Deniz Berktay ile Kuzeyden notlar: ‘Bayramı gurbette karşılamak’

Burada uzun yıllar kalmış olan birtakım Türk ahbaplarım, “Ukraynalılar, bizim Ortodoks versiyonumuz. Pek çok şeyimiz aynı” diyor. Evet, benzerliklerimiz de çok; farklılıklarımız da. Bir değerli benzerliğimiz, iki ülkenin de geçiş yolları üzerinde olması ve Doğu’yla Batı ortasında kalması. Geçiş yolları üzerinde yer almak, duruma nazaran avantaj da olabilir, dezavantaj da. Şayet güçlü bir devletiniz varsa o vakit geçiş yollarını denetleyen ülke olursunuz. Şayet güçlü bir devlet kuramamışsanız gelen çarpar, giden çarpar. Bu nedenle geçiş yolları üzerinde olmak, bizim talihimiz Ukrayna’nın ise talihsizliği oldu. Ukrayna, 1300’lerden 1991’e kadar, birtakım kısa devirler dışında yabancı egemenliğinde kaldı ve bu, güçlü bir devlete sahip olmasına pürüz oldu. Sonuçta ne Rusya rahat bıraktı Ukrayna’yı ne de Batılı güçler.

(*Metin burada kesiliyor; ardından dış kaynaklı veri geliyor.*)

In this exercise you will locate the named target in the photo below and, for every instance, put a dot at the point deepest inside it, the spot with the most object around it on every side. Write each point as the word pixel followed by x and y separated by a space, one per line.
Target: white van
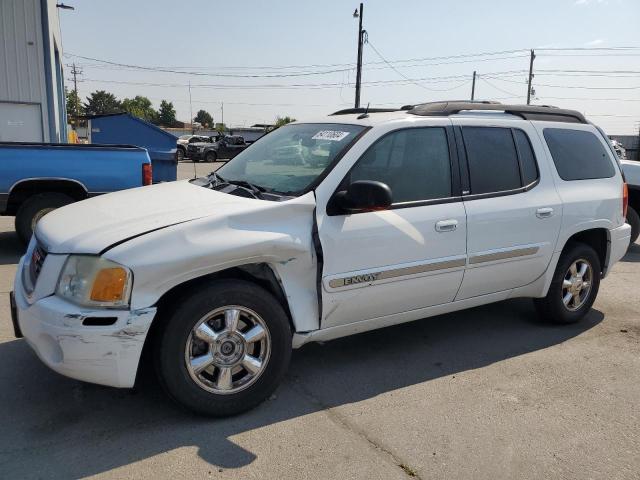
pixel 357 221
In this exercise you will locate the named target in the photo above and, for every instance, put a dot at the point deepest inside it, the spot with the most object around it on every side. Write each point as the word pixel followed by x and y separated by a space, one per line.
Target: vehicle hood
pixel 93 225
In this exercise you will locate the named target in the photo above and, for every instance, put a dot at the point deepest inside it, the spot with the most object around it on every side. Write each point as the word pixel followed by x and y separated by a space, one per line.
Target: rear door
pixel 410 256
pixel 513 209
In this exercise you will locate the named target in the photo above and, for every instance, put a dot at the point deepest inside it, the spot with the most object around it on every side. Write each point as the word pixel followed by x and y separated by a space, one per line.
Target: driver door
pixel 410 256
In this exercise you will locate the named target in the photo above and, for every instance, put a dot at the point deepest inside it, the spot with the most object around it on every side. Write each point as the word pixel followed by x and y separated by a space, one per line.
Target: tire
pixel 34 208
pixel 207 392
pixel 553 307
pixel 633 219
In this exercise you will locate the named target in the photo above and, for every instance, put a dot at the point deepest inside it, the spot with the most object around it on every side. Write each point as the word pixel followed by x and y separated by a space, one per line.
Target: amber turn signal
pixel 109 285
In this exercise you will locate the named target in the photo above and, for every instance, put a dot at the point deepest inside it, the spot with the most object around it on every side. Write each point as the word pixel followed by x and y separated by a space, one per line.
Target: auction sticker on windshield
pixel 333 135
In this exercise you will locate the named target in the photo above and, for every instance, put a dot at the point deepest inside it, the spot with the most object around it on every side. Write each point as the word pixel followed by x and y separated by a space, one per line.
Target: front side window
pixel 414 163
pixel 492 159
pixel 578 154
pixel 290 159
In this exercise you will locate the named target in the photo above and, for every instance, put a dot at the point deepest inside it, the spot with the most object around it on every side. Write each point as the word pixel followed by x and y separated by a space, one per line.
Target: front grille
pixel 35 265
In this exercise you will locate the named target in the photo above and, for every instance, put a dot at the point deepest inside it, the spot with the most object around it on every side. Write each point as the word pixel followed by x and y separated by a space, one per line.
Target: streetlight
pixel 361 34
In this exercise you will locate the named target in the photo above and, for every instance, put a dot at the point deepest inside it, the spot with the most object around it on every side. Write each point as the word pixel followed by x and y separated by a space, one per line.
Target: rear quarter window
pixel 578 154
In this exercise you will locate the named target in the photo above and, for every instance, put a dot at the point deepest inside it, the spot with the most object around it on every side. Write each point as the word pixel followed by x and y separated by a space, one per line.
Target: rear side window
pixel 527 158
pixel 578 154
pixel 413 162
pixel 492 159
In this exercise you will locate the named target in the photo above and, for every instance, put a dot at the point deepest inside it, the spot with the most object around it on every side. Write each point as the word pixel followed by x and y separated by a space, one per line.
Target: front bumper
pixel 107 355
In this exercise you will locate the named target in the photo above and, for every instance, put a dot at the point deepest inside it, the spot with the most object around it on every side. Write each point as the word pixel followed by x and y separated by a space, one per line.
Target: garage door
pixel 20 122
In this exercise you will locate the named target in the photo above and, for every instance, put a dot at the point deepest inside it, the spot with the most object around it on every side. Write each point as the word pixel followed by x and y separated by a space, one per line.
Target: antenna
pixel 365 114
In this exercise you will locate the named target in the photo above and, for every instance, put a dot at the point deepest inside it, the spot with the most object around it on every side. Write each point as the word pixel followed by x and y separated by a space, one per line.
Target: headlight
pixel 95 282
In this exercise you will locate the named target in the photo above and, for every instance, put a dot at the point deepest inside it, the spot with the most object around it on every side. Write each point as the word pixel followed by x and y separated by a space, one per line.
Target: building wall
pixel 31 72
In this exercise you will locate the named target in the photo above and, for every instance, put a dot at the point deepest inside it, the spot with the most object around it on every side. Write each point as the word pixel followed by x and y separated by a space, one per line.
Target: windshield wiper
pixel 255 189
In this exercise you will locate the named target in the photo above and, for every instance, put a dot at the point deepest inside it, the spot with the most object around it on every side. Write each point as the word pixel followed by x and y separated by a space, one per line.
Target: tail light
pixel 147 175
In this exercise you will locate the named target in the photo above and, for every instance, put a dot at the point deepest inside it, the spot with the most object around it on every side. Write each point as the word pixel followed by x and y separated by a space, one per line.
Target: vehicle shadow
pixel 11 249
pixel 79 429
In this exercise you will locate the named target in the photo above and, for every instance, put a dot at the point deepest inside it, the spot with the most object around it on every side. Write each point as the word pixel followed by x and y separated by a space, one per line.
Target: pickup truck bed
pixel 37 177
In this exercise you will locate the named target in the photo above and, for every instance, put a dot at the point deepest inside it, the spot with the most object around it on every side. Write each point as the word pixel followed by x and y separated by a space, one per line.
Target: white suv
pixel 319 230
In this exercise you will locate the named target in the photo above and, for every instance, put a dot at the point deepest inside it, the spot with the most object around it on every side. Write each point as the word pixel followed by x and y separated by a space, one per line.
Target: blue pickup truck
pixel 36 178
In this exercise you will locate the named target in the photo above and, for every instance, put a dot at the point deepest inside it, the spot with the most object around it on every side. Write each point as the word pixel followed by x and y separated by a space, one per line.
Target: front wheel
pixel 574 286
pixel 224 349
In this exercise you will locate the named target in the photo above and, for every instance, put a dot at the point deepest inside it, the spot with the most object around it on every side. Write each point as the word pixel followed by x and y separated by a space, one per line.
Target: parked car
pixel 416 212
pixel 36 178
pixel 226 147
pixel 184 141
pixel 631 171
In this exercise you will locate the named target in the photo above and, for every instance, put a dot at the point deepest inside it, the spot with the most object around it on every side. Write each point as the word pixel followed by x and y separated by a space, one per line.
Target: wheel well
pixel 596 238
pixel 259 273
pixel 28 188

‘TÜRKİYE’Yİ SOKAKTA BULMADIK’

Ukrayna’nın 1991’deki bağımsızlığı da biraz rastlantısal olmuştu. Ukrayna, bir kurtuluş savaşının sonucunda değil, Sovyet sisteminin çökmesi ve Rusya’da o zamanki milliyetçilerin “Çevre cumhuriyetleri beslemeye yeter” demesi sonucunda bağımsız kalmıştı. Türk Kurtuluş Savaşı’nda Anadolu’ya geçen ve zaferden sonra Cumhuriyet gazetesini kuran Yunus Nadi’nin Kurtuluş Savaşı anılarını yazdığı kitabın başlığı, bütün yaşananları üç sözde özetler: “Türkiye’yi sokakta bulmadık”. Ukrayna’nın bağımsızlık sürecine baktığımızdaysa durumun farklı olduğunu görüyoruz.

BENZERLERİ KİEV’DE

ALAYA ALDILAR

Ancak tek taraflı Ukrayna idaresini eleştirmek hakikat değil. Putin, Kiev’e hiçbir muahede imkânı, hareket alanı tanımıyor. Savaştan evvel Kremlin, Zelenski’yi alaya alan açıklamalarıyla Ukrayna’yı Batı’ya itiverdi (oysa ki Zelenski daha ölçülü çizgideydi). Evvelki gün de Putin, tekrar “Ukrayna’yı biz yarattık” diyerek ülkenin yapay bir devlet olduğu görüşünü yineledi. Geçen ay da Ukrayna’nın dört vilayetini kendi topraklarına kattığını açıklayarak Kiev’de hiçbir idarenin kabullenemeyeceği bir ortam yaratmıştı.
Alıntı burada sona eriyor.